Menatap dari kejauhan itu sakit..
seperti ditusuk sembilu..
seperti tergores duri
namun ini akan lebih sakit jika engkau memaksakan dirimu untuk terus memperhatikannya..
ada baiknya memperbaiki diri,
menyulam mimpi ..
menghias asa..
kelak suatu saat nanti yang dinanti kan datang dengan senyuman
pada waktu yang tepat dimana kedua tangan laki-laki hebat berjabat
mengucapkan akad dengan khidmat dan hormat..

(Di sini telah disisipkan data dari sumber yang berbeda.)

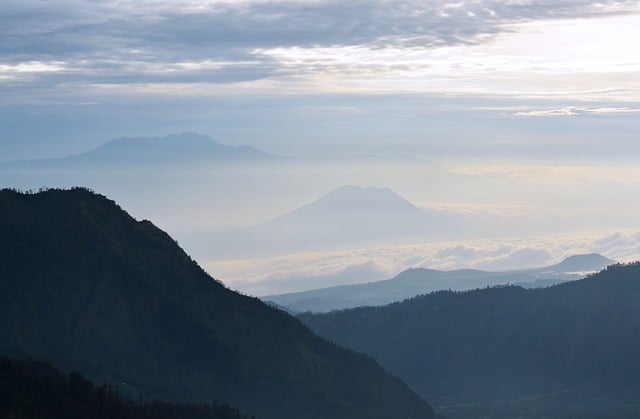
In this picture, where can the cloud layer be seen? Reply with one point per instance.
(140, 42)
(300, 272)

itulah yang membuatmu berharga
menanti dalam diam
tanpa kata, tanpa mengumbar rasa
hanya terus dan terus memperbaiki diri
hingga hari itu tiba.
itulah yang membuatmu berbeda dari mereka
yang mngumbar setia
pada sesiapa saja
engkau bahkan lebih berharga kerna puasa panjangmu itu
kelak ketika berbuka
hilanglah semua dahaga
yang ada hanya kata " selamat merayakan cinta"
seperti Fatimah dan Ali yang memendam rasa dalam hati.

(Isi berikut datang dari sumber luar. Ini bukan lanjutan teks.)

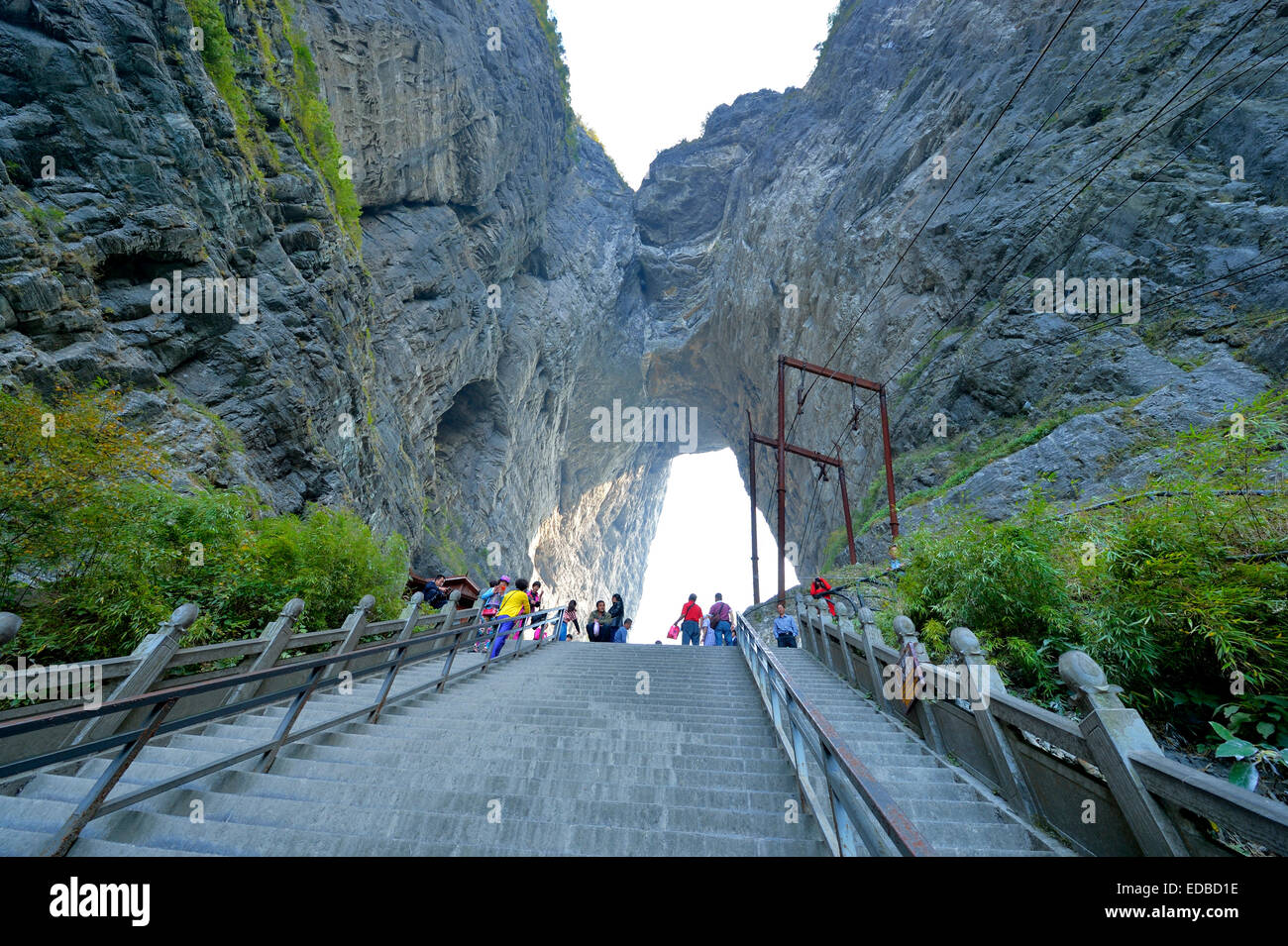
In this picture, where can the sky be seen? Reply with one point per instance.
(644, 73)
(703, 488)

hingga tak ada yang tau tentang apa yang mereka rasai
masing-masing dari keduanya lebih mengedepankan cinta Ilahi
membungkus rapi dalam hati
hingga takdir mempersatukan Fatimah dan Ali
lalu Allah satukan mereka dalam gerbang suci
hingga keduanya tersipu malu
saat tau bahwa keduanya mencintai di balik tabir hati yang tak tersentuhi.

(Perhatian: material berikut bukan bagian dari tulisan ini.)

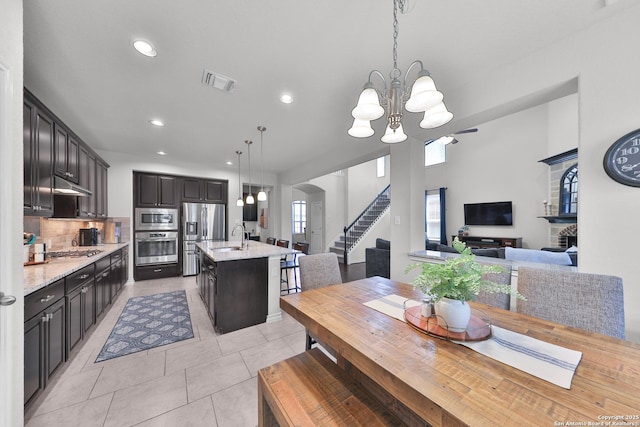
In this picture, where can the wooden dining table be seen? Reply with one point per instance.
(426, 380)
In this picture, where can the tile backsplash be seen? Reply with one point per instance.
(63, 233)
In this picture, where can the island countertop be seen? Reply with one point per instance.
(38, 276)
(217, 250)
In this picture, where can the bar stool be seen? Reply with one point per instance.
(286, 264)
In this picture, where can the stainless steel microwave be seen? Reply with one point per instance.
(152, 219)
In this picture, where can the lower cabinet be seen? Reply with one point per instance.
(80, 305)
(235, 292)
(44, 338)
(58, 316)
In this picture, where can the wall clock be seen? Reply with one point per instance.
(622, 159)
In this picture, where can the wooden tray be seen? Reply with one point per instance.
(478, 329)
(36, 263)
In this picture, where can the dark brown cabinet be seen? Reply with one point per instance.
(44, 337)
(103, 285)
(87, 204)
(66, 151)
(58, 317)
(203, 190)
(235, 292)
(79, 295)
(38, 137)
(155, 190)
(101, 189)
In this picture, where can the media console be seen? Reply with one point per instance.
(490, 242)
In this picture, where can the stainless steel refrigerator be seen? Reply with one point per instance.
(200, 222)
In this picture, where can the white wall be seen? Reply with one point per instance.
(605, 59)
(11, 271)
(364, 186)
(499, 163)
(334, 187)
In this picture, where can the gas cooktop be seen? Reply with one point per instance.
(73, 253)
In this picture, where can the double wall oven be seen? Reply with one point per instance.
(156, 236)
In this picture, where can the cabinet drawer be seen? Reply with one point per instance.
(36, 302)
(116, 256)
(78, 278)
(103, 263)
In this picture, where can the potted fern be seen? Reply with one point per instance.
(458, 280)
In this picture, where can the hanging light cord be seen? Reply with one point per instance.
(261, 129)
(249, 154)
(239, 188)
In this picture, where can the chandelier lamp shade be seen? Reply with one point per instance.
(239, 202)
(262, 195)
(250, 200)
(421, 97)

lalu Allah celupkan cinta itu hingga kenikmatan-kenikmatan terus menghampiri keduanya.
tak usah gelisah menanti
hingga rela mengorbankan harga diri
kelak pangeran atau bidadari itu pasti kan datang menghampiri
usah resah..
#tak perlu mengumbar rasa karena cinta pasti kan bertasbih pada saatnya.